Group Purchasing Arrangements

  • Starting in June, 2006, small businesses that employ 2- 50 employees have been able to join together to form purchasing cooperatives.  These cooperatives are able to purchase or facilitate providing insurance to employees (and dependents of employees) who work more than 30 hours per week.  The legislation authorized the cooperatives to negotiate premiums for their members. 

     

State Specific Strategies

  • Indigent Health Care Trust Fund - The Virginia General Assembly created the Indigent Health Care Trust Fund in 1989 as a public-private partnership involving the state government and private acute care hospitals.  The purpose of the fund is to help offset some of the charity care provided by Virginia’s private acute care hospitals. Capped at an annual appropriation, the fund reimburses hospitals for the cost of charity care provided to any person whose annual family income is equal or less than 100 percent FPL.

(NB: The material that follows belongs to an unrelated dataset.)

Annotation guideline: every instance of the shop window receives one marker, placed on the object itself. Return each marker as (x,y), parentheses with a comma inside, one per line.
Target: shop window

    State and Local Hospitalization Program (SLH) - SLH provides funding for hospital costs incurred by indigent persons.  It differs from the Trust Fund because while the Trust Fund reimburses hospitals based upon an overall amount of charity care provided by each hospital, the SLH program is “claims-based” – specific claims incurred by eligible indigent persons are approved for payment. Subject to the annual appropriation, SLH assistance is available for hospital care provided to persons who are not eligible for full coverage under Medicaid with incomes at or below 100 percent FPL.